Accept advice, but don’t follow it mindlessly.

You will meet countless people over the next four years who will try to tell you what you should do with your life. They’ll tell you what is “impressive,” what the best career path or job opportunity is, and sometimes they’ll rattle off a list of people in the workforce who have “made it”—whatever that means. Those people will have good intentions, and many times those opinions are informed by valuable past experiences they have had. Don’t ignore them. Absorb what they have to say and recognize the wisdom they can impart. That being said, my advice to you is to take all of that with a grain of salt (oh yeah, heads up. . .the expression isn’t a great assault). Don’t let their perspective or opinions dictate the way you live your life or the choices you make. You are the one who has to live your life, and you are the one who is going to stay up until midnight writing cover letters and submitting job applications. Be independent enough to recognize your own intelligence, and that what is good for one isn’t necessarily good for all.

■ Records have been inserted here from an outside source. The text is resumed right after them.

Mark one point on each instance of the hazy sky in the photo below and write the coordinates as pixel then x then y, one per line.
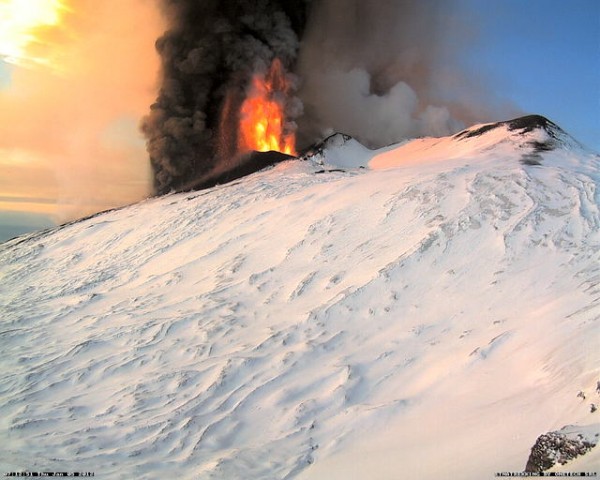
pixel 69 142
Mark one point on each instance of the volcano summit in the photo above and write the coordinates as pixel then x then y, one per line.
pixel 427 316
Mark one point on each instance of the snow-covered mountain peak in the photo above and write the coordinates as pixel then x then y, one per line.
pixel 426 317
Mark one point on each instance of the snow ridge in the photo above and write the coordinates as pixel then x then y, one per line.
pixel 430 315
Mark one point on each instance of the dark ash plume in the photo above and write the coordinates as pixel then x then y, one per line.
pixel 208 56
pixel 386 70
pixel 379 70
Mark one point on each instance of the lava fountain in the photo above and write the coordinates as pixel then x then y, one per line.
pixel 263 126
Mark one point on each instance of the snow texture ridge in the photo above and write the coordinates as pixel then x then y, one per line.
pixel 426 317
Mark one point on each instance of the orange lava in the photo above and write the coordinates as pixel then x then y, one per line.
pixel 262 115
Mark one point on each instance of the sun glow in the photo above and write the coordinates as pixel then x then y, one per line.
pixel 27 30
pixel 262 116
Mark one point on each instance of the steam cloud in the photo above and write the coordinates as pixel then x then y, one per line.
pixel 380 71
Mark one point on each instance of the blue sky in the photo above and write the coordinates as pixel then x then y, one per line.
pixel 544 55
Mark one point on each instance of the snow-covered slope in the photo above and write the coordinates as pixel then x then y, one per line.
pixel 425 318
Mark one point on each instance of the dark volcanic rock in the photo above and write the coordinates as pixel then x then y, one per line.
pixel 524 124
pixel 557 447
pixel 245 165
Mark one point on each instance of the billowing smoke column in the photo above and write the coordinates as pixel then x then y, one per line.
pixel 381 71
pixel 209 55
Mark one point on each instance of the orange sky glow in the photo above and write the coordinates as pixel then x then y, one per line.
pixel 79 82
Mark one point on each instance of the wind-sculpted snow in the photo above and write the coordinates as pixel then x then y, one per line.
pixel 423 321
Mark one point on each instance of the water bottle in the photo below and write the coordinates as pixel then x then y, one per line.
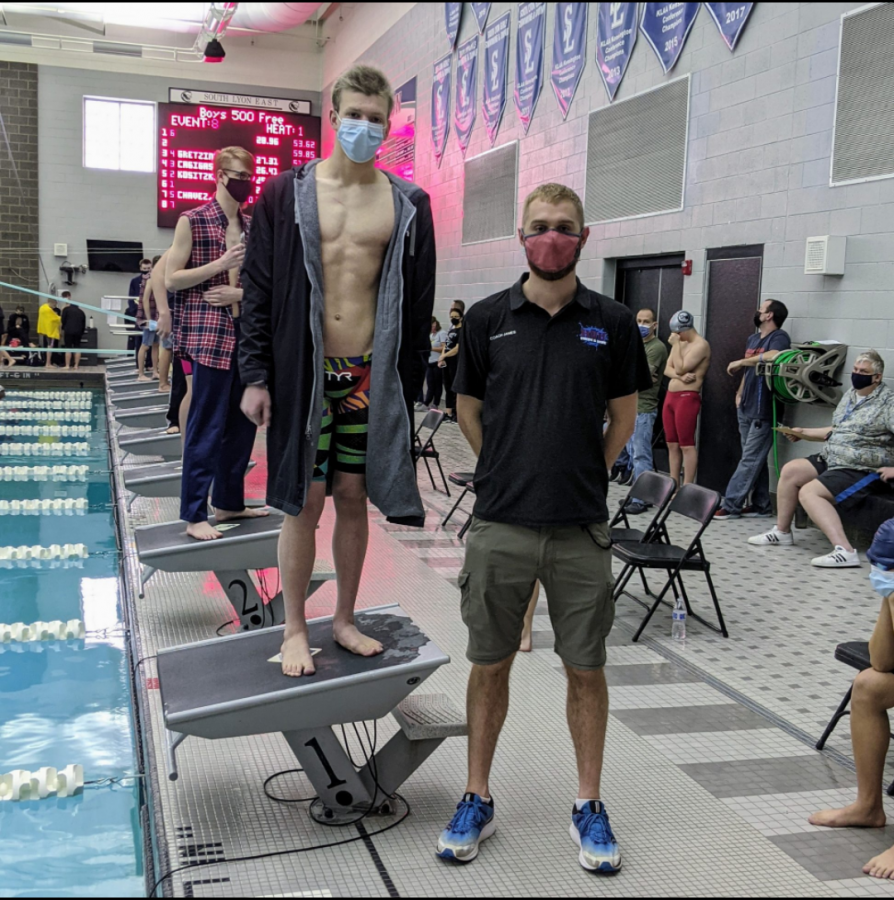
pixel 678 629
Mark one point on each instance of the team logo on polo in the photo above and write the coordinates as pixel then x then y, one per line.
pixel 595 337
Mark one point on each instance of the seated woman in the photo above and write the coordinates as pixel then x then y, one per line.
pixel 873 696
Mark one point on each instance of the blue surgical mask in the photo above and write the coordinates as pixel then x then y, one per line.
pixel 360 139
pixel 882 581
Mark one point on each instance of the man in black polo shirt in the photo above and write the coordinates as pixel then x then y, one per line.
pixel 540 366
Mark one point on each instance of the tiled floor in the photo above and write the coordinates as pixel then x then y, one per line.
pixel 710 771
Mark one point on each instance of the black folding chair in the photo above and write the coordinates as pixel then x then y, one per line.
pixel 424 446
pixel 463 480
pixel 693 502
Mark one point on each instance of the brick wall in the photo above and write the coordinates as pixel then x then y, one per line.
pixel 18 207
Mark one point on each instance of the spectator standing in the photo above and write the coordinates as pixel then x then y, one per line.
pixel 754 408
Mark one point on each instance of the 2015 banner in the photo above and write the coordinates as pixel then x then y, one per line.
pixel 466 91
pixel 569 52
pixel 496 64
pixel 481 12
pixel 452 14
pixel 440 106
pixel 730 19
pixel 666 27
pixel 529 59
pixel 615 40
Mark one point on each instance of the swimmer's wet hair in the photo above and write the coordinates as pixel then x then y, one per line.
pixel 554 193
pixel 363 80
pixel 233 154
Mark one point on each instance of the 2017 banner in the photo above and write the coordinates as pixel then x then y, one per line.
pixel 569 52
pixel 666 27
pixel 440 106
pixel 481 12
pixel 730 19
pixel 529 59
pixel 615 40
pixel 496 64
pixel 452 14
pixel 466 91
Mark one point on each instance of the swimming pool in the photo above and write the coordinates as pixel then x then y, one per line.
pixel 65 702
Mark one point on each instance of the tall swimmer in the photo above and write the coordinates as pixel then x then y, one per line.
pixel 203 268
pixel 339 287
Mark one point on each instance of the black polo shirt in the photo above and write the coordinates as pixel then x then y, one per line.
pixel 545 382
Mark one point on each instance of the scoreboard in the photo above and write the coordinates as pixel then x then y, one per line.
pixel 190 134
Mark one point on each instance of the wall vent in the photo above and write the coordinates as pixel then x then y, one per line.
pixel 636 154
pixel 490 195
pixel 863 142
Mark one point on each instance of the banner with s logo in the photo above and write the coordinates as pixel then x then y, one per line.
pixel 569 52
pixel 730 18
pixel 493 73
pixel 481 12
pixel 615 39
pixel 466 91
pixel 440 106
pixel 529 59
pixel 666 27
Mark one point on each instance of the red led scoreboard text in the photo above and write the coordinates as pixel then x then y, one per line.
pixel 190 134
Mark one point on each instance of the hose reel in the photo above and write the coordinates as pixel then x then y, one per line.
pixel 804 373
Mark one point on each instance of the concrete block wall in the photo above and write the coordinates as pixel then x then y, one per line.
pixel 18 195
pixel 760 139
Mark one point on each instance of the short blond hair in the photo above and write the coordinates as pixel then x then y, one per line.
pixel 233 154
pixel 555 194
pixel 364 80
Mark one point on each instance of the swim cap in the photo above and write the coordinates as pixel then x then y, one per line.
pixel 681 321
pixel 881 553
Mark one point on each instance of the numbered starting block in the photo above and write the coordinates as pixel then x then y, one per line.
pixel 246 544
pixel 203 697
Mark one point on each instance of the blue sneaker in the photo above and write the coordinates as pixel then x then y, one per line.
pixel 472 824
pixel 591 831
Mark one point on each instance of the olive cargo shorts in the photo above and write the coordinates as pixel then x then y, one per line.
pixel 502 563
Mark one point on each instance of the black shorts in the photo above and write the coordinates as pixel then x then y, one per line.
pixel 837 480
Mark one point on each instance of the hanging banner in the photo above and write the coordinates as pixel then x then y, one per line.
pixel 615 39
pixel 440 106
pixel 481 11
pixel 466 91
pixel 496 64
pixel 730 19
pixel 529 59
pixel 452 14
pixel 569 52
pixel 666 26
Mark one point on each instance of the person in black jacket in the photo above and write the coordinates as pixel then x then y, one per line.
pixel 311 358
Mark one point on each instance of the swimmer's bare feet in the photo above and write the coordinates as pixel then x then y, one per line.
pixel 347 635
pixel 853 816
pixel 224 515
pixel 296 658
pixel 202 531
pixel 881 866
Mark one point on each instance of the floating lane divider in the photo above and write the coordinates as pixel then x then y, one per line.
pixel 56 630
pixel 20 784
pixel 44 473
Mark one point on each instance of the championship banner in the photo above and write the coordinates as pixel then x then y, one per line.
pixel 466 91
pixel 615 39
pixel 481 12
pixel 529 59
pixel 440 106
pixel 730 19
pixel 569 52
pixel 496 65
pixel 452 14
pixel 666 26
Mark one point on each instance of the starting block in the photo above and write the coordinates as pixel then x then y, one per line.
pixel 200 698
pixel 246 544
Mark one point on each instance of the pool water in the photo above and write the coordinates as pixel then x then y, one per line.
pixel 65 702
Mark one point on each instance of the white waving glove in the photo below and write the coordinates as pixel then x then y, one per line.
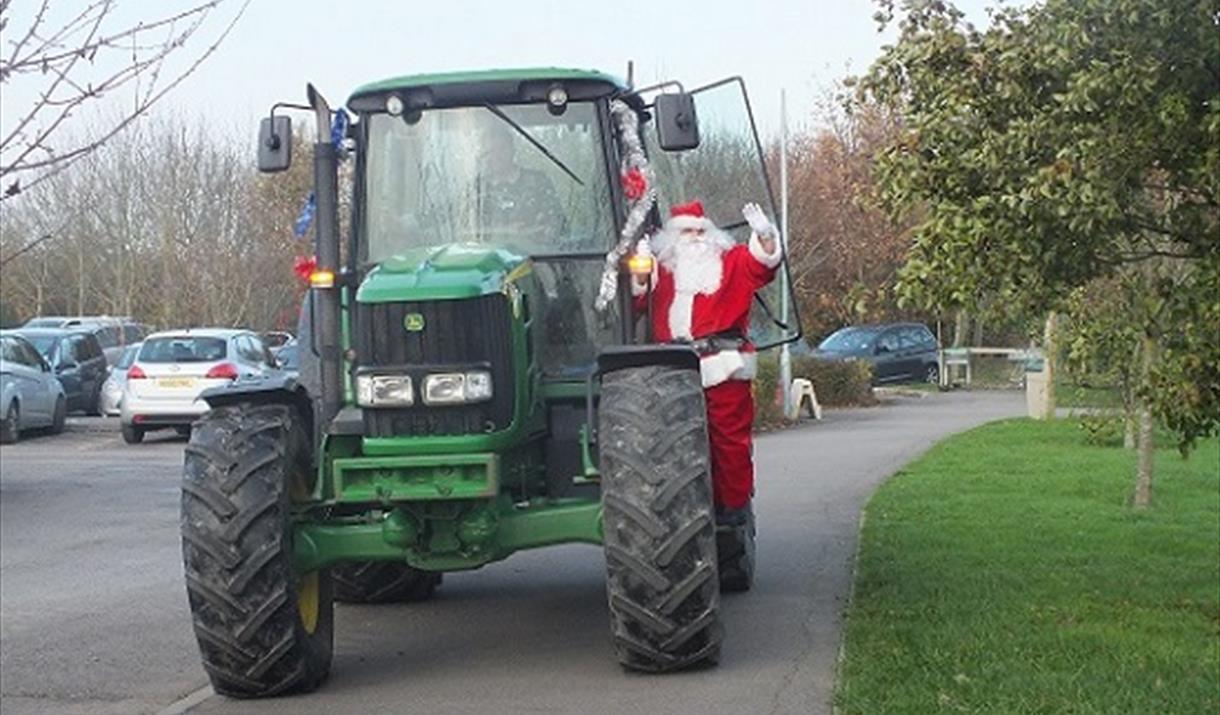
pixel 758 220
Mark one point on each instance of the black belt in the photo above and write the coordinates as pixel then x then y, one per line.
pixel 719 343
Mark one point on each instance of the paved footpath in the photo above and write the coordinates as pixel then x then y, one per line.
pixel 93 613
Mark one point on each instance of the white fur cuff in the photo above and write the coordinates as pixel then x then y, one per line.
pixel 769 260
pixel 725 365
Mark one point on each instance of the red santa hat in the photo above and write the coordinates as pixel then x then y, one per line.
pixel 688 215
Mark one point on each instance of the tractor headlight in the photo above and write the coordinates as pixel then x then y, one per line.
pixel 455 388
pixel 384 391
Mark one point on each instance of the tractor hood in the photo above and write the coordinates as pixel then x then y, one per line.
pixel 447 272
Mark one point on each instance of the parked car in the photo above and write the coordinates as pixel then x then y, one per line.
pixel 288 358
pixel 112 333
pixel 276 339
pixel 112 389
pixel 173 367
pixel 29 393
pixel 76 358
pixel 898 352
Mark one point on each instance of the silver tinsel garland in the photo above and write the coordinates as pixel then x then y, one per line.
pixel 633 158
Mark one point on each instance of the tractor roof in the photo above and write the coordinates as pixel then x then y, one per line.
pixel 493 86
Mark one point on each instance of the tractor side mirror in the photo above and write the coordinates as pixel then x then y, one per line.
pixel 677 127
pixel 275 144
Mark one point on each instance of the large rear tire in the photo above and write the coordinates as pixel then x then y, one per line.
pixel 382 582
pixel 658 519
pixel 262 628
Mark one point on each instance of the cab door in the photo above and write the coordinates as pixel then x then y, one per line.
pixel 726 171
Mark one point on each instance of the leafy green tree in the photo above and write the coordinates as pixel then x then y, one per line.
pixel 1070 140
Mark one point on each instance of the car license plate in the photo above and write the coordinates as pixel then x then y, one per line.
pixel 176 382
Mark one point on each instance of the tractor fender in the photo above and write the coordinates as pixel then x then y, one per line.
pixel 622 356
pixel 273 389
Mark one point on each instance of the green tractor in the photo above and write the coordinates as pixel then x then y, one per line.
pixel 475 377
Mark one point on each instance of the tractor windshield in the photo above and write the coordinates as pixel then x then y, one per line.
pixel 513 176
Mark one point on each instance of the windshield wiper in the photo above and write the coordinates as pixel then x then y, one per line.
pixel 537 144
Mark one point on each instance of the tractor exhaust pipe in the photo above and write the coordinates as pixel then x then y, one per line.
pixel 326 192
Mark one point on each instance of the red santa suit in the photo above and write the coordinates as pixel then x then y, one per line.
pixel 703 288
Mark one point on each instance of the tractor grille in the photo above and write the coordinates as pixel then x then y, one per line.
pixel 458 334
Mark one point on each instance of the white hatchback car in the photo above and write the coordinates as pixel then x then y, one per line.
pixel 173 367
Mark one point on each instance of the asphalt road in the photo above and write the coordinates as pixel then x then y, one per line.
pixel 93 614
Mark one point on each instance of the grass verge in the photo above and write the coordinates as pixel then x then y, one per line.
pixel 1004 572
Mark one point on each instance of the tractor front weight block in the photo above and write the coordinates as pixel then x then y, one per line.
pixel 447 536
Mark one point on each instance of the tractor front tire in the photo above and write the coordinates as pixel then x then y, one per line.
pixel 262 628
pixel 658 519
pixel 382 582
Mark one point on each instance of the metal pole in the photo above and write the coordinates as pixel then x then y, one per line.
pixel 785 355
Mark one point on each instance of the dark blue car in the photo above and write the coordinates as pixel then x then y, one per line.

Pursue the things you love

In the public relations industry, there is a seemingly endless list of job possibilities out there. It can be overwhelming and it might take you awhile to figure out what you want to do. That’s okay. Give yourself time to explore those other opportunities. That being said, don’t be afraid to explore something you love just because someone else thinks it’s “dumb.” One day you’ll hear great things about one industry, only to hear someone else bash it for those very same reasons. Certain professors will emphasize the merits of various career paths, your friends will talk about their interests, and your parents might have some strong opinions too. But at the end of the day, pursue what you love.  Apply for that nonprofit internship even though “nonprofits don’t pay anything.” Apply for that agency internship even though “they work like 80. Hours. A. Week.” Take those fine arts electives even though “they don’t even relate to your major. Ew.” As long as you are following your interests and doing what makes you happy, that is the only thing that matters. Every opportunity you pursue gives you a unique experience that may set you apart from 80 other applicants in the future, and who knows, it might even reveal what you want to do with your life.

Be confident

One of the great things about the University of Alabama PR program is that you are surrounded by some of the most brilliant people you’ll meet in your life. Your friends will be ambitious and intelligent and teach you so much about who you are and where you can go. The flip side is that when it comes time to apply for internships or organizations on campus, chances are they’ll be applying for those same positions too. Don’t let that scare you. Be confident. Don’t compare yourself to your classmates and think, “She’s applying for that internship too? If she’s applying I definitely can’t, because she’s way more qualified than I am.” Those thoughts are normal, but do your best to reject them. Like I said earlier, every experience you have is uniquely your own, and it could be the determining factor in getting the dream job. Have confidence in who you are and the experiences you have and that you are interested in specific positions for a reason. Someone else’s intelligence and experience doesn’t diminish yours, and don’t let the fear of failure keep you from pursuing your dream. Yes. . . you still use corny expressions four years later.

So, all of that being said, be confident. Embrace who you are. Pursue what you love. Listen to others’ advice, but don’t mindlessly follow it. These four years will be the best of your life, and I can’t wait for you to see where you’ll end up. Who knows. . . maybe you’ll even land your dream job.